Usually in these posts, I share a specific email and then poke fun at it. This post, however, is not about one specific example of spam; it is about a pattern I have noticed. I don't know how many emails I receive each week that start with the word, dearest, in the introduction (e.g., My dearest, Dearest One, Dearest Friend, etc.).
Dearest means loved and cherished, greatly valued, precious and affectionate. It is a word generally reserved for someone you have close or intimate relationship with. The very fact that a complete stranger would choose to use such a word as a form of salutation is a big tip off that the email itself is spam! This is especially true when the sender doesn't even appear to know your actual name!

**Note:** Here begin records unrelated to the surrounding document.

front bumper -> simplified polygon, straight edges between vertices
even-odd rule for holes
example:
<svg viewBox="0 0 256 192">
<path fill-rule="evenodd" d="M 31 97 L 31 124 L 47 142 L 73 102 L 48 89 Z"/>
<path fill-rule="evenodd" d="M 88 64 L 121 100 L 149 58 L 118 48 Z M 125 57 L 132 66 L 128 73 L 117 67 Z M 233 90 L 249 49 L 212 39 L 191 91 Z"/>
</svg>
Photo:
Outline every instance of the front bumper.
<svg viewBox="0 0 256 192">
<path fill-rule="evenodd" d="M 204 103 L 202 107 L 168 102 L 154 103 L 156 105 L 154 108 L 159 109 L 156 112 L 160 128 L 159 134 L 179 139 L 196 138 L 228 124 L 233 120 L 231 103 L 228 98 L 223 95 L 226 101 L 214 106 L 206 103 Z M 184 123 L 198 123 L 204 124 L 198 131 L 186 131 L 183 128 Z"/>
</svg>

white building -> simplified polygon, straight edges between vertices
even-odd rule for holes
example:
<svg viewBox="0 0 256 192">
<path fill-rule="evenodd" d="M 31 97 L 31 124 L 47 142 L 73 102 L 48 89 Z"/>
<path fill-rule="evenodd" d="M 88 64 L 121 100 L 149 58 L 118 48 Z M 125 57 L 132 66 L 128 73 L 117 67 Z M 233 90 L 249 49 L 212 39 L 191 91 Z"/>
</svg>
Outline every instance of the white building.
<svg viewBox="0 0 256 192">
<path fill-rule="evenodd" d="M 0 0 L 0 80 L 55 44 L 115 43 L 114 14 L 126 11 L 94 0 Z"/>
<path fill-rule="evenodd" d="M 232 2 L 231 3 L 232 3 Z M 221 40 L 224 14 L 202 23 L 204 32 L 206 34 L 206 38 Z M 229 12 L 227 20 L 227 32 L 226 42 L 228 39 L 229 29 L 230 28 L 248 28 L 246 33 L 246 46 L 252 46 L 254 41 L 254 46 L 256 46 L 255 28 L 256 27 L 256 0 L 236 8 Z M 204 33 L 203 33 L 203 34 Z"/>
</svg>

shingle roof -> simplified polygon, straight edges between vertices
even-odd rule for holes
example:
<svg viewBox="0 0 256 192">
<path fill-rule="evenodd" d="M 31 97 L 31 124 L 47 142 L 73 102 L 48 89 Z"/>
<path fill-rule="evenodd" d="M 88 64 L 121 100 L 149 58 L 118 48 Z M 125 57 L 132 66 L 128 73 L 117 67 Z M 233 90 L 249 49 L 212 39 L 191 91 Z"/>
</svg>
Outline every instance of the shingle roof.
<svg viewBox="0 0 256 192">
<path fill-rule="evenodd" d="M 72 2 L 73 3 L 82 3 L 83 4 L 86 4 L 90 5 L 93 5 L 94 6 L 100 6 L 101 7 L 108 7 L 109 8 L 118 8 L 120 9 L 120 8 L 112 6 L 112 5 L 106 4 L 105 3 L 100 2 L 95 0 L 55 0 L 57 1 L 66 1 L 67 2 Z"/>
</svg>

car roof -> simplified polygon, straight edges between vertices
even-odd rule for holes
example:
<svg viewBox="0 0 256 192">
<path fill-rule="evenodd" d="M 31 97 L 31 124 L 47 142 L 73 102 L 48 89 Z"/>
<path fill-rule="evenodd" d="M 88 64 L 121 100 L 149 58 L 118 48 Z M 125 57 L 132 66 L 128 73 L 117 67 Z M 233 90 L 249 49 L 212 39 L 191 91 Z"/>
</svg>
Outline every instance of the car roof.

My guess is that the spammers who choose this word are not American English speakers. They think that the use of this word will soften people up, but what moron would fall for such a thing? I suppose that's a rhetorical question because some people must fall for it or else it wouldn't be such a common practice.
For me, however, if I see the word, dearest, in the salutation, I immediately mark the message as spam and send it to my spam folder. I don't need to read ANYTHING else. The only people I can think of who might use that word in earnest are my mother (she's been dead for 21years!) and my wife. Though it is not a word that Della typically uses, if she did use it, it would be more likely that she would say it to my face, not write it in an email.